Vous parlez de production de matières premières, mais que faites-vous des négociants suisses qui les commercialisent?

Nous avons émis des recommandations sur la publication du «first trade», soit ce qui est payé par les traders aux compagnies d’Etat pour l’achat et la vente de leurs ressources. Nous ne sommes pas intéressés par les échanges entre négociants eux-mêmes. Nous avons un grand groupe de travail qui réunit des Etats, des ONG et certaines des grandes maisons comme Trafigura.

Trafigura publie ses paiements à des compagnies d’Etat, mais uniquement des données agrégées pour les pays non membres de l’ITIE. Est-ce suffisant?

C’est bien plus que les autres maisons de négoce! Il s’agit d’une étape importante, nous avons maintenant besoin du soutien des gouvernements.

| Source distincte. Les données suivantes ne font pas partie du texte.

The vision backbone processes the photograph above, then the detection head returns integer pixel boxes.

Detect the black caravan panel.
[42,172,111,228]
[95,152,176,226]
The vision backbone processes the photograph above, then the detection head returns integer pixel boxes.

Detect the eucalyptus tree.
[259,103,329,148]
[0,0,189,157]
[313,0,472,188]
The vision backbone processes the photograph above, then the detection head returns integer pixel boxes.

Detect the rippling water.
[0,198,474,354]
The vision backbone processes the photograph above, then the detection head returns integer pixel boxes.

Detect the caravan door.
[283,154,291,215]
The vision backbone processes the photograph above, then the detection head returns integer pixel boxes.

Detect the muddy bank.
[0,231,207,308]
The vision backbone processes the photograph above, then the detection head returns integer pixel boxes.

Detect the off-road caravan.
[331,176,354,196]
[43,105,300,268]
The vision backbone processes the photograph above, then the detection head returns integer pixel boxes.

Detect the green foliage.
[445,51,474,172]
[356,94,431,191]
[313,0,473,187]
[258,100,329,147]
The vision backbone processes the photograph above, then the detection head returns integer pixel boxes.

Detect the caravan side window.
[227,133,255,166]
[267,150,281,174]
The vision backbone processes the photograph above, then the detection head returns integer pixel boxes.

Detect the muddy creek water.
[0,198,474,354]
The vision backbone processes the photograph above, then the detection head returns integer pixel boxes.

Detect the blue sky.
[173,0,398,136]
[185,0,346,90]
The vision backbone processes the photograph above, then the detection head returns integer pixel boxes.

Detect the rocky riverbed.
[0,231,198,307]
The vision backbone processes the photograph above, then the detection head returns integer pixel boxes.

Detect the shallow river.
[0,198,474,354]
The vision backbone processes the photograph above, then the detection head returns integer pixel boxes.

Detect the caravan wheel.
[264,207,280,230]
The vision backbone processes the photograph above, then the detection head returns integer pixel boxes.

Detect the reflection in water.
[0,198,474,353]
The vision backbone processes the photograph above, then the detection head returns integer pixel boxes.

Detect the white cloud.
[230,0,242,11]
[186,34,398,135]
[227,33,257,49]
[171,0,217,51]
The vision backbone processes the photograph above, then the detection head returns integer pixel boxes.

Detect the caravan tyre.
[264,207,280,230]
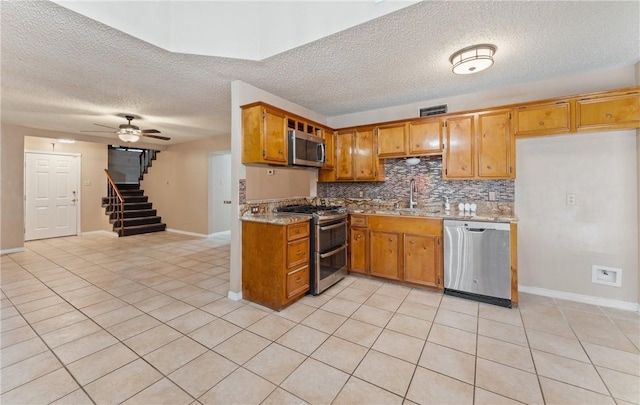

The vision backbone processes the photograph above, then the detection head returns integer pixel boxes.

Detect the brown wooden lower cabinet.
[242,221,310,311]
[403,234,443,287]
[369,230,402,280]
[349,215,444,288]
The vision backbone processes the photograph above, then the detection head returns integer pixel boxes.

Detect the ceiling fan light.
[449,44,498,75]
[118,132,140,142]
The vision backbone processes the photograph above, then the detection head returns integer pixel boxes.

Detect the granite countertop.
[349,208,518,222]
[240,213,311,225]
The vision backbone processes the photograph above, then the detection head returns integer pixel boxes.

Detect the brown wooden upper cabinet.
[576,91,640,131]
[242,105,287,165]
[322,130,335,169]
[409,118,442,156]
[376,118,442,158]
[442,114,476,179]
[515,100,572,136]
[442,109,515,180]
[318,127,384,182]
[353,128,378,181]
[335,131,355,180]
[375,122,408,157]
[477,109,516,179]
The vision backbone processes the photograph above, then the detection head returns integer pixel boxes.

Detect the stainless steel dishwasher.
[444,220,511,308]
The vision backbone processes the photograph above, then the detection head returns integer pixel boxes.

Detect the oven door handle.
[320,245,347,259]
[320,221,347,231]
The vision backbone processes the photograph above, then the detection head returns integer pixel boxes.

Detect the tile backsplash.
[318,156,515,203]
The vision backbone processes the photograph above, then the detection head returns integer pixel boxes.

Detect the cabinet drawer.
[287,222,309,240]
[287,238,309,268]
[515,102,571,136]
[351,215,367,228]
[287,266,309,299]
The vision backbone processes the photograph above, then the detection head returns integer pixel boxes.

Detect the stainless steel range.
[276,205,347,295]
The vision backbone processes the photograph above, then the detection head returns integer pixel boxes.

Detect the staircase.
[102,183,167,236]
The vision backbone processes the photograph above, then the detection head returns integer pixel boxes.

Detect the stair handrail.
[104,169,124,236]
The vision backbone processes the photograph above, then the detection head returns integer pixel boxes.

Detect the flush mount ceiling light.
[449,44,498,75]
[118,128,140,142]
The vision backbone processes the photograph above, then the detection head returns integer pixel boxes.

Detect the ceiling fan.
[80,115,171,142]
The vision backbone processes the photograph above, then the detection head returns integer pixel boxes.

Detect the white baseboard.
[518,285,640,312]
[80,231,118,238]
[166,228,207,238]
[227,291,242,301]
[207,230,231,238]
[0,247,24,255]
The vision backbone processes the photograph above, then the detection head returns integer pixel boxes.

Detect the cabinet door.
[262,109,287,164]
[515,101,571,136]
[349,228,367,273]
[576,92,640,130]
[376,123,407,157]
[403,234,442,287]
[369,231,400,280]
[443,114,475,179]
[478,110,515,179]
[353,128,378,180]
[409,119,442,156]
[335,131,353,180]
[322,131,335,169]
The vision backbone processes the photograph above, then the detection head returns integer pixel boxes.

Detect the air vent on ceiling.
[420,104,447,117]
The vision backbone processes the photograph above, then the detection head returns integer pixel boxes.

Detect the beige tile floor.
[0,233,640,404]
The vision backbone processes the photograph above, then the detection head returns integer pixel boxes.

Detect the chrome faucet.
[409,179,418,208]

Cela veut-il dire que le blocage vient d’eux, qu’ils ne désirent pas révéler des contrats confidentiels passés avec les traders?

C’est une simplification abusive. De manière pratique, nous devons d’abord trouver la manière de rendre cette transparence possible. Ensuite, il faut éviter de considérer les gouvernements comme des entités homogènes. Parfois, le ministre des Finances est pour mais un autre ministère bloque le processus. Il y a toujours des luttes entre réformistes et non-réformistes. Mais il ne faut jamais sous-estimer la volonté des Etats à améliorer la qualité des investissements étrangers dans leur pays. C’est notre travail de les aider à le comprendre.